My monthly visit to the salon plays out like a typical saas-bahu TV saga. The pedicure guy takes one look at my feet and starts weeping. With sad strains of violin playing in the background he looks up at me with sorrowful eyes and croaks, "Yeh kyaa haal banaya hai? What have you done to yourself?" I look shamefully at my calloused feet and croak back—that's why I have come to you, you dickhead! If I am in a mood to severely disappoint many more, I get a hair-spa and sometimes a facial. The hair-spa guy runs his fingers through my hair, shakes his head in slow motion and before he can open his mouth I say no, I will not go for the "ghost orchid soaked in rare oils mined from Russia and then ground to fine paste with hibiscus and tiger testicles" package. He looks heartbroken but I keep shaking my head like an autowallah who says no before you even say "Bhaiya?" A lot depends on my no. If I let the facial lady have her way, she'll pull off the outer layer of my facial skin to reveal baby soft bleeding skin. She looks appalled when I tell her with a smug smile that I'm perfectly happy with my tanned skin and won't do a thing to change it. Yet she tries to change my mind, every single time.
I get it—it is the salon's job to make me feel miserable about myself. But it is also my right to tell them to fuck off.
It's a bit of a dilemma for me. On one hand I am constantly being told by my Facebook friends who I haven't met about my gorgeousness. Then there are Twitter majnus who insist I'm the hottest thing to have happened since global-warming. And I believe every single one of them. So, you can imagine my consternation when I am told everything about me is sub-standard.
What, are you kidding me?
I get it—it is the salon's job to make me feel miserable about myself. But it is also my right to tell them to fuck off. Especially when I'm told the only way to beauty nirvana is a treatment that costs a king's ransom.

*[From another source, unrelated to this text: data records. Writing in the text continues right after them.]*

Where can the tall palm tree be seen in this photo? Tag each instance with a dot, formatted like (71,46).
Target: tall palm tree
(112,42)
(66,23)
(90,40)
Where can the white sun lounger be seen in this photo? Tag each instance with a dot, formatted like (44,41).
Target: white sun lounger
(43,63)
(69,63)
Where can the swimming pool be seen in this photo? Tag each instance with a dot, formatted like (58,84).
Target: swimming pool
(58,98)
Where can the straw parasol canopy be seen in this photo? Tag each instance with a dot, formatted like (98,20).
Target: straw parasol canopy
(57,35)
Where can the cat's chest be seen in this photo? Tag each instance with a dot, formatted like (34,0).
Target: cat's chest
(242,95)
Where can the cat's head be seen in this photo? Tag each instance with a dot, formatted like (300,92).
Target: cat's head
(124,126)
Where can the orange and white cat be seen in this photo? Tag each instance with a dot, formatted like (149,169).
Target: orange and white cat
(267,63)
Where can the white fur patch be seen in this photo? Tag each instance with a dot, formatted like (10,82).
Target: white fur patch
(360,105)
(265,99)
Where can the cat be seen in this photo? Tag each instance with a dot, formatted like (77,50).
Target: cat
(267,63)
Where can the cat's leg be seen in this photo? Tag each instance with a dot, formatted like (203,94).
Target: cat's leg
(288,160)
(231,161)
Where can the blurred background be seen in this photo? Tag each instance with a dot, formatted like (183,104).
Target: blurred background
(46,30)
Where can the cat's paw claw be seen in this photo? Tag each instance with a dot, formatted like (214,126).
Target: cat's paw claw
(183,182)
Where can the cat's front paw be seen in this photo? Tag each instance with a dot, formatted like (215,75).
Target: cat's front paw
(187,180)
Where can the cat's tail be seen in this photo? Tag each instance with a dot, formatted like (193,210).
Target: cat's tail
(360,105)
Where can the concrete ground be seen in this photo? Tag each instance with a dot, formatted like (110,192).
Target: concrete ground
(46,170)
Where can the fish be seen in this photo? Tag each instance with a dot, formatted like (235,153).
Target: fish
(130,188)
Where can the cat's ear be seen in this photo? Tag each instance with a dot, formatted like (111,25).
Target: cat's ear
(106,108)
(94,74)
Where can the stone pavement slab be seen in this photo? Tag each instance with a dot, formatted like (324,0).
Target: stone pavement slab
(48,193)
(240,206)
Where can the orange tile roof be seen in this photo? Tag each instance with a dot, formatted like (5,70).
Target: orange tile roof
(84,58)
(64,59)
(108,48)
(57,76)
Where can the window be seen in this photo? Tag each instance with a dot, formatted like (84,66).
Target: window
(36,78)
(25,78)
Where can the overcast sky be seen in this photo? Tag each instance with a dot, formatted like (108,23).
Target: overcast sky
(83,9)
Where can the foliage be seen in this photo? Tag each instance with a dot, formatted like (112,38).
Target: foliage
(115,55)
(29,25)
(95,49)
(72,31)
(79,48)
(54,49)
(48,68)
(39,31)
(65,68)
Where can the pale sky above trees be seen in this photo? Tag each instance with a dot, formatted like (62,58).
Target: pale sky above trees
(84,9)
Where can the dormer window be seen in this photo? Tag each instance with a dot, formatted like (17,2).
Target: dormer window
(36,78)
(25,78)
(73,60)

The beauty industry has built its fortune equating youth with beauty, slimness with desirability and a dark skin tone as banishing you to a future as hopeless as Abhishek Bachchan's career. We are told ageing is the gravest crime we can commit. Therefore, we must spend hours staring at the mirror, searching for fine lines, crow's feet, dark spots and then arrest them immediately by mummifying ourselves with anti-ageing lotions, potions and serums. It works mostly... the guilt I mean. Many of us start believing in the magical powers of fairness in a tube, eternal youth in a pretty little jar and salon-perfect hair in a plastic bottle.

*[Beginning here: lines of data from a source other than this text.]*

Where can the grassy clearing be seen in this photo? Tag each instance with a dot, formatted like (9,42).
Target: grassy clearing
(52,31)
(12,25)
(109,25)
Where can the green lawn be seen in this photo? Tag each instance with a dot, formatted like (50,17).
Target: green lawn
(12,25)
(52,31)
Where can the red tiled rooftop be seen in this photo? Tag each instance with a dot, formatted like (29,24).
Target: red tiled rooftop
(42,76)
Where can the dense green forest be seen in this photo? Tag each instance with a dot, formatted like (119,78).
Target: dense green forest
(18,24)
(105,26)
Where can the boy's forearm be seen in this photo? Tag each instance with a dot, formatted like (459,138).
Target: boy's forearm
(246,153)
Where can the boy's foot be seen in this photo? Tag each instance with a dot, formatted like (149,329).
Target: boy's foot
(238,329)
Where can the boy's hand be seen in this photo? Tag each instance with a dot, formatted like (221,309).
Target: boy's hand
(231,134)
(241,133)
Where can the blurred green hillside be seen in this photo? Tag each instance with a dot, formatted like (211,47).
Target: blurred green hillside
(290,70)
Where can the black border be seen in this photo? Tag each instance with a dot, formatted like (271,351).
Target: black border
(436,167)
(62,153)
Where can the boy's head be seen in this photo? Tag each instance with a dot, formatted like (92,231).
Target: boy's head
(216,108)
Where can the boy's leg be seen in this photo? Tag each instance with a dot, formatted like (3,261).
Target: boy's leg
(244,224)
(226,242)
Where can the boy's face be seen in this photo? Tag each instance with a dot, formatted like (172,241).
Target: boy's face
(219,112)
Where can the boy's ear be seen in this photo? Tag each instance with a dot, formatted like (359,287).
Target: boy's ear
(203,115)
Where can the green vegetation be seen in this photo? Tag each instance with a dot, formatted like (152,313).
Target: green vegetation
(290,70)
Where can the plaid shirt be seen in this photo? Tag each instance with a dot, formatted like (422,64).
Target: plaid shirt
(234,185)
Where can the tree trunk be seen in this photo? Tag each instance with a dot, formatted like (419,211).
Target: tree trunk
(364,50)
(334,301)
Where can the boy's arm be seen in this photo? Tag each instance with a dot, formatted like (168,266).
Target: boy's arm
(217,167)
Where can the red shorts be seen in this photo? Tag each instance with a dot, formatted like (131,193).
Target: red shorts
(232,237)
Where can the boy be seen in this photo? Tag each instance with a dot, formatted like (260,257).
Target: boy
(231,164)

What doesn't work is this—the tall claims. In fact they are as false as the nationalism being used as a stick to rein in dissent. If the claims did work, we'd end up in a world comprising assembly-line beauties with smooth skin and glossy hair that swishes around like a horse's tail. It's my crooked teeth, frown lines, greys at my temples that make me who I am. Also, imagine the confusion for the men if we all looked the same. They wouldn't know who to love, lust after or hurt.
The beauty industry has built its fortune equating youth with beauty, slimness with desirability and a dark skin tone as banishing you to a future as hopeless as Abhishek Bachchan's career.

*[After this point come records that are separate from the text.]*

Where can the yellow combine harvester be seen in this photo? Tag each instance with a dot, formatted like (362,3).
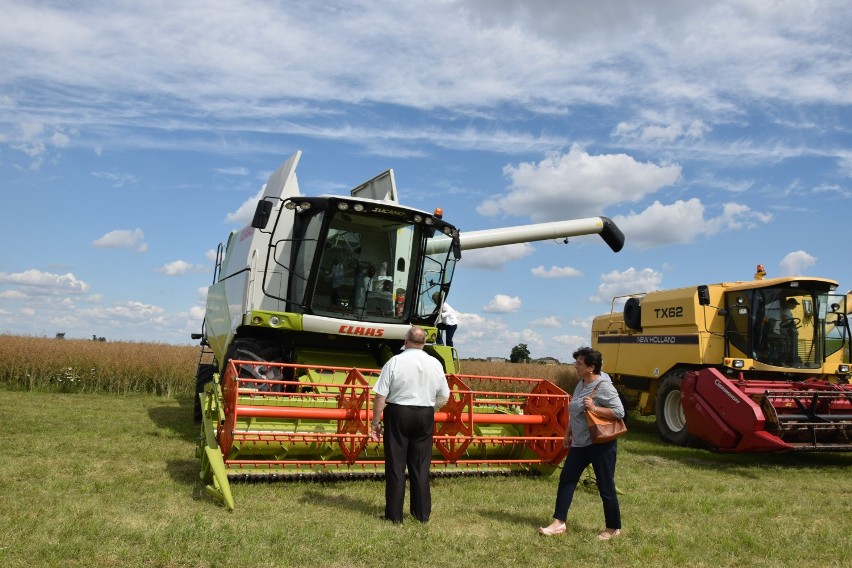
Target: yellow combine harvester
(760,365)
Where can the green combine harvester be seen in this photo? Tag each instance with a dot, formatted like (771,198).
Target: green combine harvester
(311,299)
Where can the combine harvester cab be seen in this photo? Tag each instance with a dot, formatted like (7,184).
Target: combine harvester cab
(310,300)
(745,366)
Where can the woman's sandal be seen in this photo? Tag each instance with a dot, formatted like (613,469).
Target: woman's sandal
(609,533)
(547,531)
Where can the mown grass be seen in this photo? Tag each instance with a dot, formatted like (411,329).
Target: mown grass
(106,480)
(101,472)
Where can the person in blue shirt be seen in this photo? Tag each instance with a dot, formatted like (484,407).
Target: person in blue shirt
(604,402)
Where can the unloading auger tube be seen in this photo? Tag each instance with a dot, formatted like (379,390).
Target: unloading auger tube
(318,426)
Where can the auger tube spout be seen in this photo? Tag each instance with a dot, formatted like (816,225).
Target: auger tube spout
(603,226)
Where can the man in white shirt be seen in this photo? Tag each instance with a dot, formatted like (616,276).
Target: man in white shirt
(447,321)
(411,387)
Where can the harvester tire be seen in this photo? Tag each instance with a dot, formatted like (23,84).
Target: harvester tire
(203,376)
(671,421)
(254,350)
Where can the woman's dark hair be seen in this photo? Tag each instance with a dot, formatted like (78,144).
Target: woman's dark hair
(590,357)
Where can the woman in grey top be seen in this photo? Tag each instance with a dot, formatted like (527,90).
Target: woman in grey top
(583,452)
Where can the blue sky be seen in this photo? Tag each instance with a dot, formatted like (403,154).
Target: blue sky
(133,136)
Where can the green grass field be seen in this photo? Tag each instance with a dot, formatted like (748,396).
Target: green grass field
(97,479)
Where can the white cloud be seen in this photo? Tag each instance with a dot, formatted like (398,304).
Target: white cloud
(502,304)
(795,263)
(179,268)
(577,184)
(630,281)
(59,283)
(549,321)
(495,258)
(555,272)
(123,238)
(116,180)
(572,342)
(684,221)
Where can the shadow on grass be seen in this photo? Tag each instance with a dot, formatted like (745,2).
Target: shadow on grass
(507,518)
(643,440)
(339,500)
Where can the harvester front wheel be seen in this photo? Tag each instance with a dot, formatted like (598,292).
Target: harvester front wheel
(671,421)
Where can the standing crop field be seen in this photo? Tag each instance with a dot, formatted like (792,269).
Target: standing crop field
(76,365)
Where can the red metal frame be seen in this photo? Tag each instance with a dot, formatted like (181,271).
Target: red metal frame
(542,411)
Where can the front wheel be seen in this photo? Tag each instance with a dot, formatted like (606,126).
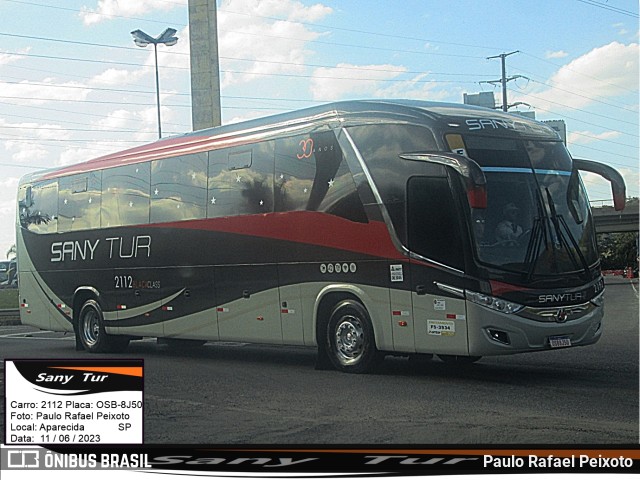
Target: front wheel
(350,340)
(92,334)
(459,359)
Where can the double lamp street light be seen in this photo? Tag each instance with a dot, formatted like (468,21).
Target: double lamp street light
(167,38)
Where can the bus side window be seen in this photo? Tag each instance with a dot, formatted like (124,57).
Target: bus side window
(79,200)
(241,180)
(178,188)
(433,223)
(125,195)
(40,214)
(312,174)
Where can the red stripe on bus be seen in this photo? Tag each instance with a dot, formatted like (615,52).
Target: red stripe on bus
(310,228)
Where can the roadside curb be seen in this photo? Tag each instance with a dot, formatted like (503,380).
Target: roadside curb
(10,317)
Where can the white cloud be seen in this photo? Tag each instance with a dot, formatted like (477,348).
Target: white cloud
(6,58)
(347,79)
(255,45)
(107,9)
(557,54)
(115,76)
(36,93)
(585,137)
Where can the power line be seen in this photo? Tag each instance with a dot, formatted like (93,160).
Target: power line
(611,8)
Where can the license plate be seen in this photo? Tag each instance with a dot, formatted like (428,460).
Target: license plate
(560,341)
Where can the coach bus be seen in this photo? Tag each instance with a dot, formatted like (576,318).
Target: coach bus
(363,228)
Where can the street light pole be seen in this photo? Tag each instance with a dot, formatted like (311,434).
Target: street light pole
(169,39)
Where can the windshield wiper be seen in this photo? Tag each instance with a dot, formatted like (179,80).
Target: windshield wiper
(563,232)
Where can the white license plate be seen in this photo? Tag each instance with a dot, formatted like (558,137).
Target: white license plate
(559,342)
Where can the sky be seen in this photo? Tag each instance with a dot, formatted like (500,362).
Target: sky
(73,86)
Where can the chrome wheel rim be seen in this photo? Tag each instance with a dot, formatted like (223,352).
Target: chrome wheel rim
(91,327)
(349,339)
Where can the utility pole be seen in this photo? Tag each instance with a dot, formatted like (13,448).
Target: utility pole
(504,80)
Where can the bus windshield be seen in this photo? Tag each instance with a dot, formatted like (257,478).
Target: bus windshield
(537,219)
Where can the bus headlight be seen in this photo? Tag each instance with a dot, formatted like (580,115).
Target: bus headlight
(493,303)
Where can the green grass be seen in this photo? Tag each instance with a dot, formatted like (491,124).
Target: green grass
(8,298)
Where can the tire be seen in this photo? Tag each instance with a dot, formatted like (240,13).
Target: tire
(458,359)
(92,334)
(181,343)
(350,340)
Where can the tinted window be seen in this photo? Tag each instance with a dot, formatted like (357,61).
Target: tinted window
(311,174)
(433,224)
(241,180)
(125,195)
(39,207)
(79,200)
(179,188)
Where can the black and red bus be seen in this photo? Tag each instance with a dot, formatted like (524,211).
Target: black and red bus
(361,228)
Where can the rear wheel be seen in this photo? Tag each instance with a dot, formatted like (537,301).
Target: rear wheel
(91,331)
(459,359)
(350,340)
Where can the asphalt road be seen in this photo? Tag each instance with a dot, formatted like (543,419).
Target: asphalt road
(228,393)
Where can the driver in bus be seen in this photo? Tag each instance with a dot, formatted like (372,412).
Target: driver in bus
(508,229)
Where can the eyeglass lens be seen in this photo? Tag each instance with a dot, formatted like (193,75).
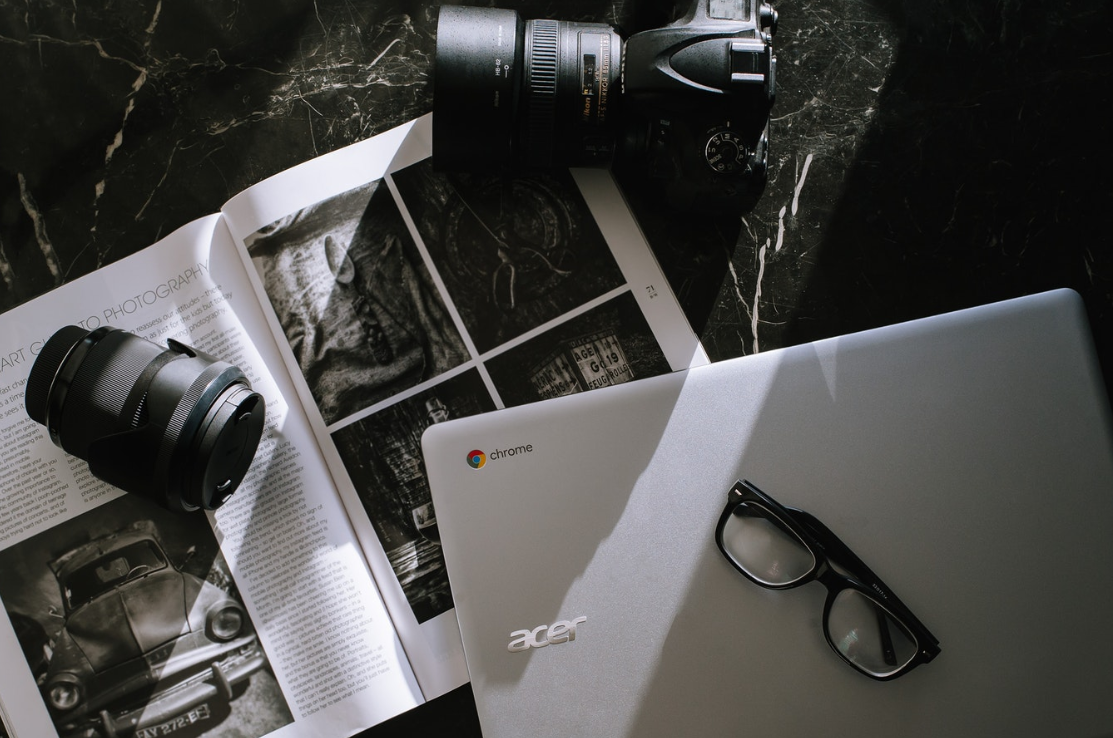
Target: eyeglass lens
(765,548)
(867,636)
(859,628)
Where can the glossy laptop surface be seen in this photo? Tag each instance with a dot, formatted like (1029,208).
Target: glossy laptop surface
(967,459)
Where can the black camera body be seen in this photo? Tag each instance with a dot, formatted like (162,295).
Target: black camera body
(683,108)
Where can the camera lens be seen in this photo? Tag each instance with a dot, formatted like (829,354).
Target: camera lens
(512,95)
(170,424)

Somewhere down the line we seem to have forgotten that creams, potions and scrubs are just conveniences stored in jars that can be bought off the shelf. Even though it's nice reading about DIY masks, conditioners, scrubs and soaps, not many of us are inclined towards pureeing and grinding our way to beauty. Especially at a time when women have discovered careers and a vibrant social life outside of their homes.
Also, what exactly is beauty? How does one really define it? As far as my limited intelligence goes, beauty has less to do with how you look and more to do with how you make others feel. It reflects through kindness, a cheerful smile and eyes that sparkle with life. No shampoo in the world can change your hair type from curly to silky straight. No lotion can change your skin tone and make you radiate like a 40W bulb. It's more to do with what you were born with, what you eat and how you live.
Damn, I'm sounding like my own mom!
As far as my limited intelligence goes, beauty has less to do with how you look and more to do with how you make others feel.
By all means, splurge, indulge yourself in that skin brightener infused with patchouli and 4546 rare herbs. But keep in mind, this industry's biggest nightmare is a woman content with her looks and who flaunts her daag, dhabbey, sagging skin like a badge of honour. Don't let the beauty industry dictate how to feel about yourself!
It's perfectly okay to look your age. Being called an aunty is not an insult even though the nincompoop who called you that may have meant it as one. Frizz is not something that you need to drown in gallons of conditioner. Freckles are cute. For God's sake, don't go on a punishing diet to get that perfect bikini body in just 15 days, because the miraculous tips are as fictitious as the photoshopped beauties your favourite magazine promotes.
If you have money and time is on your side, explore the world, discover new interests, make new friends instead. Believe me, nothing makes you feel more beautiful than a happy and content heart.
And till you start believing in the power of you, you have no idea what you are capable of.